Günümüzdeki söyleniş şekli Türkçe dil bilgisi kurallarına uydurularak tamlama birleştirilip “Abuzer gaffari” şeklinde yazılıp söylenmektedir. Gıfar, bağlı olduğu veya yaşadığı yeri belirtir. Ebu zer el gıfari Başlangıçta eşkıyalık, adam kaçırma, haneye tecavüz, soygun, bozgunculuk ve benzeri birçok özelliği bünyesinde barındıran sert mizaçlı bir yapıya sahipmiş. İslamiyet ile tanışmasıyla sert mizacı dışında kalan tüm özellikleri bir kenara bırakarak kendini İslamiyet için savaşmaya adamıştır. Bu konuda da kılıcı baya keskin sahabelerdendir. Hatta Bu asabiyet ve gözü karalık etrafına o kadar zarar vermeye başlamış ve müslüman olmayı o kadar çok içselleştirmiş ve bu durum ebu zer’de öyle bir noktaya varmıştır ki hz. Muhammed’in ebu zer'i kutsal topraklardan uzaklaştırmak için ebu zer’i kendi kabilesini islam’a geçmesi için görevlendirdiğini ve kendisini çağrmadıkça kutsal topraklara gelmemesi yönünde bilgi verdiği bile rivayet edilmektedir.
İslamiyetin robin hood’u olarak bakmak pek yanlış olmaz. Cihadı çok seven Abuzer gaffari, vilayet-i rum’dan aldığı tüm ganimetleri fakir halk arasında eşit bölüştürmeye her zaman özen göstermiştir. Zenginin de zengin kalmasına hiçbir zaman pek hoşnut olmamıştır. Bu sebeple yaşadığı dönemde fakir halkın sevgilisi, zenginin kabusu ve nefret uyandıran karakteri olmaktan kurtulamamıştır. Kur’an’ı olduğu gibi kabul edip anlamak ve anlamlandırmak için herhangi bir düşüncede olmamış, kendisi ne anladıysa her zaman onu uygulamaya çalışmıştır. Bu yüzden ebu zer’de kendisi pek farkında olmasa da günümüz sosyalizmine benzer bir düşünce vücuda gelmiştir. (akademisyenler bu konuda hala bir görüş birliğine varmış değildirler.)
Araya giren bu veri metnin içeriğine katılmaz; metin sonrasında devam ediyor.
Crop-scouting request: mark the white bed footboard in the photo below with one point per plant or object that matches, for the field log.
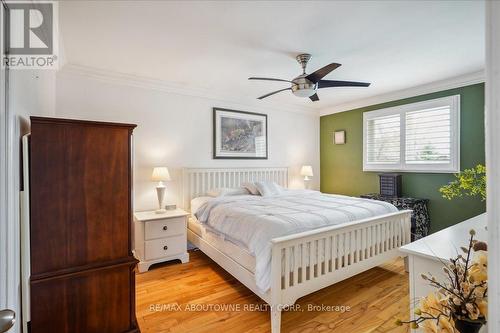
(306, 262)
653 yılında güneydoğu anadolu’da savaşırken ölmüştür. Öldüğü yerde ise 4. Murat’ın bağdat seferinden dönerken mezarının üstüne bir türbe yaptırmıştır. Bu türbe adıyaman’nın 4-5 km doğusunda bulunup şehir içi minibüs hatlarıyla ulaşımı rahatlıkla sağlanabilmektedir. Anadolu’nun çeşitli yerlerinde ebu zer el gıfari’nin mezarı olduğu söylenen türbeler de mevcuttur.
Adıyaman insanının inançlısı yapı olarak son derece dindar bir özelliğe sahiptir. Bu dindarlık eski sahabe isimlerinin ve önemli şahsiyetlerin isim olarak olarak çocuklara verilme özelliği çok yaygındır.Bununla ilgili bir de kısa bir fıkra anlatılır Adıyaman topraklarında.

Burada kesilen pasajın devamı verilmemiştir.